How to Deal with Frozen Pipes
Cold weather puts added stress on people and structures. We want to stay warm and avoid frostbite and conversely buildings want to stay warm and avoid frozen pipes.
Why do pipes burst?
Water has a unique characteristic that is responsible for all the fuss. When liquid water changes to solid water (ice) it becomes less dense. This is why ice floats. The solid form of most substances is denser than its liquid form, so most solid materials will sink in the same liquid. The density of water actually decreases by about 9% when it freezes. Looked at another way, the water is expanding as it freezes. This expansion creates tremendous pressure if the water is confined to a fixed space, such as plumbing. No matter how strong the plumbing is, this expansion force will move the plumbing, often resulting in cracking.

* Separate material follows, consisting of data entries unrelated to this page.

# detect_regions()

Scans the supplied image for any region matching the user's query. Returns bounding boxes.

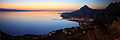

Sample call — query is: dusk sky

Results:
[0,0,119,10]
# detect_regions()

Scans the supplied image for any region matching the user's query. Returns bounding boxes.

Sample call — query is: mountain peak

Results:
[71,5,93,13]
[82,5,90,9]
[83,5,88,7]
[80,5,91,10]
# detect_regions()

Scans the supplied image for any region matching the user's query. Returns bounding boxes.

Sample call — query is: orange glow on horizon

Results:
[0,4,104,10]
[0,4,81,10]
[0,6,104,10]
[0,0,109,10]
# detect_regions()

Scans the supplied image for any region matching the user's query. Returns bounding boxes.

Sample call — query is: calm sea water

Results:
[0,11,79,36]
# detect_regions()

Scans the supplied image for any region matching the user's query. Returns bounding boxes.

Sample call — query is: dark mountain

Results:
[72,5,92,13]
[61,5,104,18]
[105,2,120,17]
[80,5,92,10]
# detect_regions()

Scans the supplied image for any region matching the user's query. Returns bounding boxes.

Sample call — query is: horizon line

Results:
[0,8,104,11]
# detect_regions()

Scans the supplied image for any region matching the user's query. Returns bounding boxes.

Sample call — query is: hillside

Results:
[61,5,104,18]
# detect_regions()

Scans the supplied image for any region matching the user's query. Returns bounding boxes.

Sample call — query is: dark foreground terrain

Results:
[0,2,120,40]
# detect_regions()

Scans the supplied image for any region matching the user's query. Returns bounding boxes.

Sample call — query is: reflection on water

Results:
[0,11,79,36]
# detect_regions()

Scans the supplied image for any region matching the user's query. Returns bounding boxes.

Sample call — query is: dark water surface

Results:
[0,11,79,36]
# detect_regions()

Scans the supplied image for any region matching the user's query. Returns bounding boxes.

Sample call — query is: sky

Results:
[0,0,119,10]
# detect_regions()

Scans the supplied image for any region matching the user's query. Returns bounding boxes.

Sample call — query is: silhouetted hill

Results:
[105,2,120,19]
[72,5,92,13]
[61,5,104,18]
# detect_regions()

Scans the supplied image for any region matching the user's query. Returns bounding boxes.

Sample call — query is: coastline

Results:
[0,2,120,40]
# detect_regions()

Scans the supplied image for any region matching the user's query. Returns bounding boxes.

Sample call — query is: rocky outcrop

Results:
[105,2,120,17]
[94,2,120,40]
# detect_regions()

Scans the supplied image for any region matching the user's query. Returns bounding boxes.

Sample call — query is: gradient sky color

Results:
[0,0,119,10]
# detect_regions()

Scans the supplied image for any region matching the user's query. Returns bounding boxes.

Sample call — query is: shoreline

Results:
[0,2,120,40]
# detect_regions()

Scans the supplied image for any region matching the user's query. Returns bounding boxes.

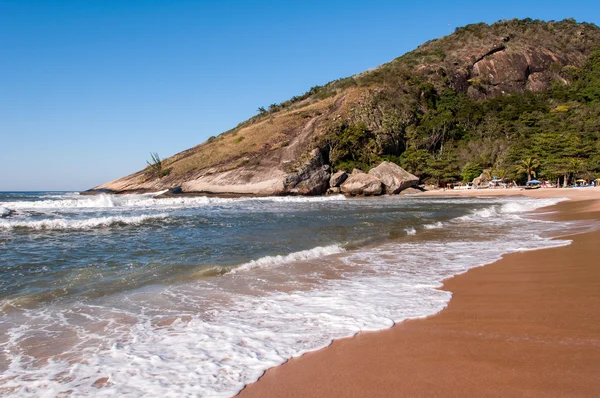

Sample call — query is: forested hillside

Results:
[317,47,600,185]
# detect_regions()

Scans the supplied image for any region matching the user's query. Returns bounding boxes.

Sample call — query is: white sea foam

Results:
[404,227,417,235]
[231,244,345,273]
[424,221,444,229]
[0,213,169,230]
[253,195,347,203]
[0,206,12,217]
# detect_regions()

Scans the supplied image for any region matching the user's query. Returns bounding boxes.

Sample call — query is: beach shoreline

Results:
[239,188,600,397]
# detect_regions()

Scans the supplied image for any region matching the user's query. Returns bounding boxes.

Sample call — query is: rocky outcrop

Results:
[283,149,331,195]
[472,171,492,187]
[340,173,383,196]
[467,44,578,98]
[329,171,348,188]
[368,161,419,194]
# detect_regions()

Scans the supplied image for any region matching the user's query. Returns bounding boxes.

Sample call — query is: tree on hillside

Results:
[516,157,540,182]
[461,162,482,182]
[566,158,587,185]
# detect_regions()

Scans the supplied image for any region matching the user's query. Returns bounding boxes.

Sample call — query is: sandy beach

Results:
[239,187,600,398]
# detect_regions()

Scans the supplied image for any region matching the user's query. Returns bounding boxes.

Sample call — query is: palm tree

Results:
[516,157,540,182]
[566,158,586,186]
[147,152,163,176]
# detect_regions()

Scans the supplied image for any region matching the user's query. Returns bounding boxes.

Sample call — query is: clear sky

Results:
[1,0,599,191]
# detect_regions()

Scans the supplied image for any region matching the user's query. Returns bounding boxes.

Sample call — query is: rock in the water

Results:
[326,187,341,194]
[284,149,331,195]
[329,171,348,188]
[368,161,419,194]
[341,173,383,196]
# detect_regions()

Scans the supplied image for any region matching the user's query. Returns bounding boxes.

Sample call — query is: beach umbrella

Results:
[527,179,542,185]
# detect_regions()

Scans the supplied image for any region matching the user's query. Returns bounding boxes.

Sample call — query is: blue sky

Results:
[1,0,599,191]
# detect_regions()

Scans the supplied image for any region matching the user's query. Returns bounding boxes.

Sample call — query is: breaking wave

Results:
[424,221,444,229]
[1,193,347,210]
[0,214,169,230]
[231,244,346,273]
[0,207,13,218]
[457,198,567,221]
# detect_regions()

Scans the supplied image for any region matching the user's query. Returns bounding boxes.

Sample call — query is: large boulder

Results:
[341,173,383,196]
[284,149,331,195]
[329,171,348,187]
[291,166,330,195]
[368,161,419,194]
[472,171,491,187]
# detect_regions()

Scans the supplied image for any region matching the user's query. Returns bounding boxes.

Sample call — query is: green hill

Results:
[93,18,600,194]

Frozen plumbing generally does not leak at the time of rupture since the water is frozen. The subsequent flooding in the structure occurs when the ice melts enough to allow flow of liquid water to and out of the rupture.
How do we prevent our plumbing from freezing, and what should we do if freezing occurs?

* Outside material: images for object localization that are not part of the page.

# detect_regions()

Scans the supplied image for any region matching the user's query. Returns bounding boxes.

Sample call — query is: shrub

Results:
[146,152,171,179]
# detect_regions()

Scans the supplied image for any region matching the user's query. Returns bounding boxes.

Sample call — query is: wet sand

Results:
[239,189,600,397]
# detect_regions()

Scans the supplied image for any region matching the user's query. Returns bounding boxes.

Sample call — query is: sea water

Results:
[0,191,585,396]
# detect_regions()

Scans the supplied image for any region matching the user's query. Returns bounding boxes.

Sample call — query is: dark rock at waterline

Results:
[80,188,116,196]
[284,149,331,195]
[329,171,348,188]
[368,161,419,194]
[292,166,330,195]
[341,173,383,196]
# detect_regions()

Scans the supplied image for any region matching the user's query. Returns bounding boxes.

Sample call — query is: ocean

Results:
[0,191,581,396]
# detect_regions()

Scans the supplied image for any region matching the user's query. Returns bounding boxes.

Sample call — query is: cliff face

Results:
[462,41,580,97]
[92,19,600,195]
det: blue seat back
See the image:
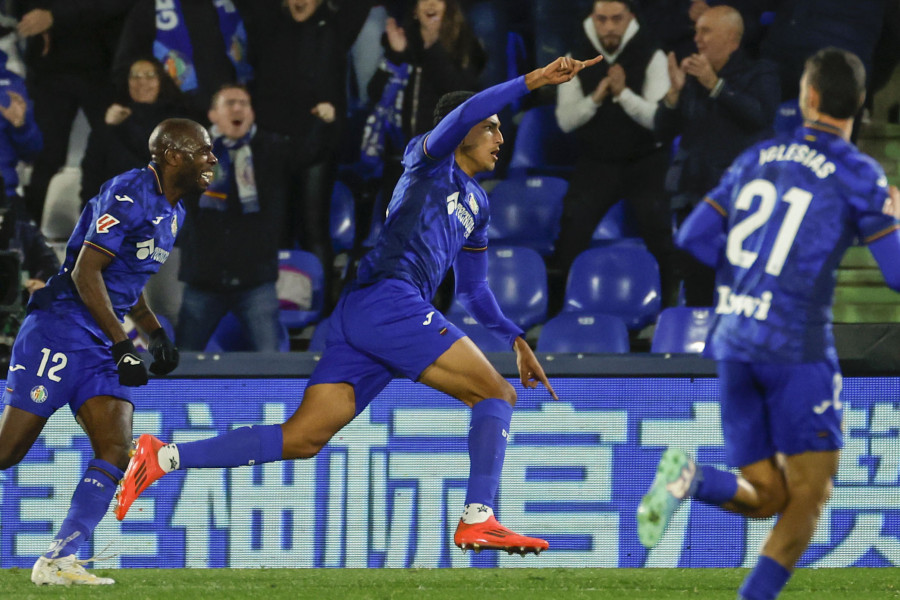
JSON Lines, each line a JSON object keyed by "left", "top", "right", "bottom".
{"left": 537, "top": 312, "right": 629, "bottom": 353}
{"left": 277, "top": 249, "right": 325, "bottom": 329}
{"left": 563, "top": 246, "right": 661, "bottom": 330}
{"left": 651, "top": 307, "right": 713, "bottom": 353}
{"left": 205, "top": 312, "right": 290, "bottom": 352}
{"left": 450, "top": 245, "right": 548, "bottom": 330}
{"left": 487, "top": 176, "right": 566, "bottom": 255}
{"left": 508, "top": 106, "right": 577, "bottom": 178}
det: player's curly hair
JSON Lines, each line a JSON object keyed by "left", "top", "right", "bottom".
{"left": 804, "top": 47, "right": 866, "bottom": 120}
{"left": 433, "top": 91, "right": 476, "bottom": 126}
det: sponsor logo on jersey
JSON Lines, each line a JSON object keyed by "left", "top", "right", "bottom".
{"left": 715, "top": 286, "right": 772, "bottom": 321}
{"left": 30, "top": 385, "right": 48, "bottom": 403}
{"left": 9, "top": 364, "right": 25, "bottom": 372}
{"left": 423, "top": 311, "right": 434, "bottom": 326}
{"left": 136, "top": 239, "right": 170, "bottom": 263}
{"left": 152, "top": 216, "right": 165, "bottom": 225}
{"left": 115, "top": 194, "right": 134, "bottom": 203}
{"left": 447, "top": 192, "right": 476, "bottom": 238}
{"left": 96, "top": 214, "right": 120, "bottom": 233}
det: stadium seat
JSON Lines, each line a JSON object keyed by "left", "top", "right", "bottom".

Preventing freezing should be easy, just keep the water in our plumbing systems above 32 degrees Fahrenheit. Life unfortunately is not always easy. When the temperatures plummet and the wind blows a significant amount of heat will be lost in buildings. Much of our plumbing is hidden in wall or ceiling cavities. These cavities will generally be colder than the living spaces.

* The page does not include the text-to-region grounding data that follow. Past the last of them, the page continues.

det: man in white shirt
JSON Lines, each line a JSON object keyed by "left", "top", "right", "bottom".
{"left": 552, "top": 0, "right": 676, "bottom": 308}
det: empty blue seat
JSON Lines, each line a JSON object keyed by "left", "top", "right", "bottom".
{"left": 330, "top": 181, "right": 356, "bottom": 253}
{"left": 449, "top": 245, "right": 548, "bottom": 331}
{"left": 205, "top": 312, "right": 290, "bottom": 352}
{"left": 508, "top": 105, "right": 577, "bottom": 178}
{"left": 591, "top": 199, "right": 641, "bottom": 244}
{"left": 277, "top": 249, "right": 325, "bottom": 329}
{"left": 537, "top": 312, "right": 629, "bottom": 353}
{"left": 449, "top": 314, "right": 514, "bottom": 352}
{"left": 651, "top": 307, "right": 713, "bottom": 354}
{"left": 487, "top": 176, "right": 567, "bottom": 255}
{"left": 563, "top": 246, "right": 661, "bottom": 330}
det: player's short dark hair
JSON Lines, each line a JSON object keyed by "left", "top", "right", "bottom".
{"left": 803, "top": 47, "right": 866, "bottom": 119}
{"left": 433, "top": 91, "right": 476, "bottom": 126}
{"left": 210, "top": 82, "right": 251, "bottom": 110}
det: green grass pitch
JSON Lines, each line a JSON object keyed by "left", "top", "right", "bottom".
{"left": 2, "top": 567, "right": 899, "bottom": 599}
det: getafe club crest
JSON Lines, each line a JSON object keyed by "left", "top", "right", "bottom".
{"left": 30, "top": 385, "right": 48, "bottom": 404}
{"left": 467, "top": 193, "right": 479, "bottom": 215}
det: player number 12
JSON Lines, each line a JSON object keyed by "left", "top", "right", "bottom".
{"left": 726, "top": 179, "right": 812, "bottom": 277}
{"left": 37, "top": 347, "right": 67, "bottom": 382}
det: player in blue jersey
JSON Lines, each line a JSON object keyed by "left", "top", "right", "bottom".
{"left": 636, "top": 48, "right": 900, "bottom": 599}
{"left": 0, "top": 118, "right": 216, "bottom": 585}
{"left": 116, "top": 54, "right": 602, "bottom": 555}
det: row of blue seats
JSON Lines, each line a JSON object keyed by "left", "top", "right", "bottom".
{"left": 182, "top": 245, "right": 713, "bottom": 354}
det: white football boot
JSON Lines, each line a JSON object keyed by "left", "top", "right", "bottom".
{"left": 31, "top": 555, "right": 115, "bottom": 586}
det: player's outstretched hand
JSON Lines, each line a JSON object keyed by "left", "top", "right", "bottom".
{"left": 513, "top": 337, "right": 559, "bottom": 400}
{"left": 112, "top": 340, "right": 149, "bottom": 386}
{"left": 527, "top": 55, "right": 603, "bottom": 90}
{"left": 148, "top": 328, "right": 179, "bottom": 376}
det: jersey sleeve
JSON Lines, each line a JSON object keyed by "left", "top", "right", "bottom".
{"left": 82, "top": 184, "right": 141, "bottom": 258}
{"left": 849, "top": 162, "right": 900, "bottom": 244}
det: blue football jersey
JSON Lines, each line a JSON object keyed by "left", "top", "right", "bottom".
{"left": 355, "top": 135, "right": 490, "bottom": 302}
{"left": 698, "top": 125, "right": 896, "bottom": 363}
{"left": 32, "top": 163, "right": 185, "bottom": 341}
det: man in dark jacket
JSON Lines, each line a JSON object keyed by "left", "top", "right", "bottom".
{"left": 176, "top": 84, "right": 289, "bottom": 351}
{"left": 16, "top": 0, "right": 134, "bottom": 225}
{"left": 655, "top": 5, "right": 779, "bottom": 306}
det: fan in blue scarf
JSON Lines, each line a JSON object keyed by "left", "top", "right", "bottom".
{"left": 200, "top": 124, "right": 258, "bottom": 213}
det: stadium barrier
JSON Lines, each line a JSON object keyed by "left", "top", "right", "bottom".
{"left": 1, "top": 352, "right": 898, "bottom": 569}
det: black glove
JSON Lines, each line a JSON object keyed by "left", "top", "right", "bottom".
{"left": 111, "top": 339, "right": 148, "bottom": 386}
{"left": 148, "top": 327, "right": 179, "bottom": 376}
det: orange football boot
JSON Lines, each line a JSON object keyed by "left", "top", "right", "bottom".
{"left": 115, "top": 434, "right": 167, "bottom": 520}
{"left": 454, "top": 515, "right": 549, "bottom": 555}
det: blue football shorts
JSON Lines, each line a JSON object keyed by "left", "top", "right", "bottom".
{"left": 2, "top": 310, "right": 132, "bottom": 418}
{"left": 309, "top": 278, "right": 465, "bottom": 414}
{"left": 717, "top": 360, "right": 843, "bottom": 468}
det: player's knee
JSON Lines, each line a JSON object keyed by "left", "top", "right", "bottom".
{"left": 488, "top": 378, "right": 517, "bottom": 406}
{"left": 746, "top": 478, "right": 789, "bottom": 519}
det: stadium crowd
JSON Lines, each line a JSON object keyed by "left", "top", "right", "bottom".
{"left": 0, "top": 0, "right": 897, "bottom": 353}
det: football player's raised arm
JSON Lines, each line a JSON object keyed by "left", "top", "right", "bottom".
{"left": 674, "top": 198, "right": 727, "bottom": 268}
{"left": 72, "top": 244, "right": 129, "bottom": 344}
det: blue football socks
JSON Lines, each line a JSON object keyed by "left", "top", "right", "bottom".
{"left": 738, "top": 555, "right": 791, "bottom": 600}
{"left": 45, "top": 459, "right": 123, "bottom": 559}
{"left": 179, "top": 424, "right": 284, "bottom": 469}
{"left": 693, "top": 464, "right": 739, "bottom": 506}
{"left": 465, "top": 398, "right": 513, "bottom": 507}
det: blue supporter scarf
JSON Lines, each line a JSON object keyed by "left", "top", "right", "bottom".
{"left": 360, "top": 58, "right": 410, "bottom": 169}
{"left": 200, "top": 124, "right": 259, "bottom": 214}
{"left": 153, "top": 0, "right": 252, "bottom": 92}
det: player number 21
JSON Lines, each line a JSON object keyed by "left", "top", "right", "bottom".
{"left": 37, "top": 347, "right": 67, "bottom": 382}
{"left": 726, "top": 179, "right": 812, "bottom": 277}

To keep plumbing warm you should:
- Keep the building warm, above 60 degrees
- Open doors to closets or cabinets if plumbing runs in these areas
- Be sure all areas of the building are getting heat – if a forced air system is available keep the fan running
- Allow a slow trickle of water through susceptible plumbing
- Add additional heat to areas that get cold, such as the bonus room over the garage
If in spite of your best efforts some of your plumbing does freeze, it is important to make sure the water stays there. There are only 2 scenarios: first, the plumbing freezes without causing a rupture; and second, the plumbing freezes and does cause rupture(s). If your plumbing freezes and the damaged areas are hidden from view, the only way to find out what happened is to get the water flowing again. We recommend having a plumber help you with this, however, you should follow the general steps below:
What to do if plumbing freezes:
- Identify your main water valve. During the thawing process you should have someone ready to shut this off if water leakage occurs
- Try to identify plumbing sections affected by checking water flow at all access points
- Identify secondary shut offs that can be used to minimize leakage, and possibly keep unaffected areas useable
- Add heat to the affected area – if you are using an electric device be sure it is properly grounded and be prepared to de-energize it if water starts flowing
- If water starts to flow shut off the supply
- All damaged/leaking plumbing will need to be identified and repaired. This may take a number of attempts if multiple ruptures have occurred
Once all of the leaks are fixed you will need to be sure the structure is properly dried to minimize any additional water damage.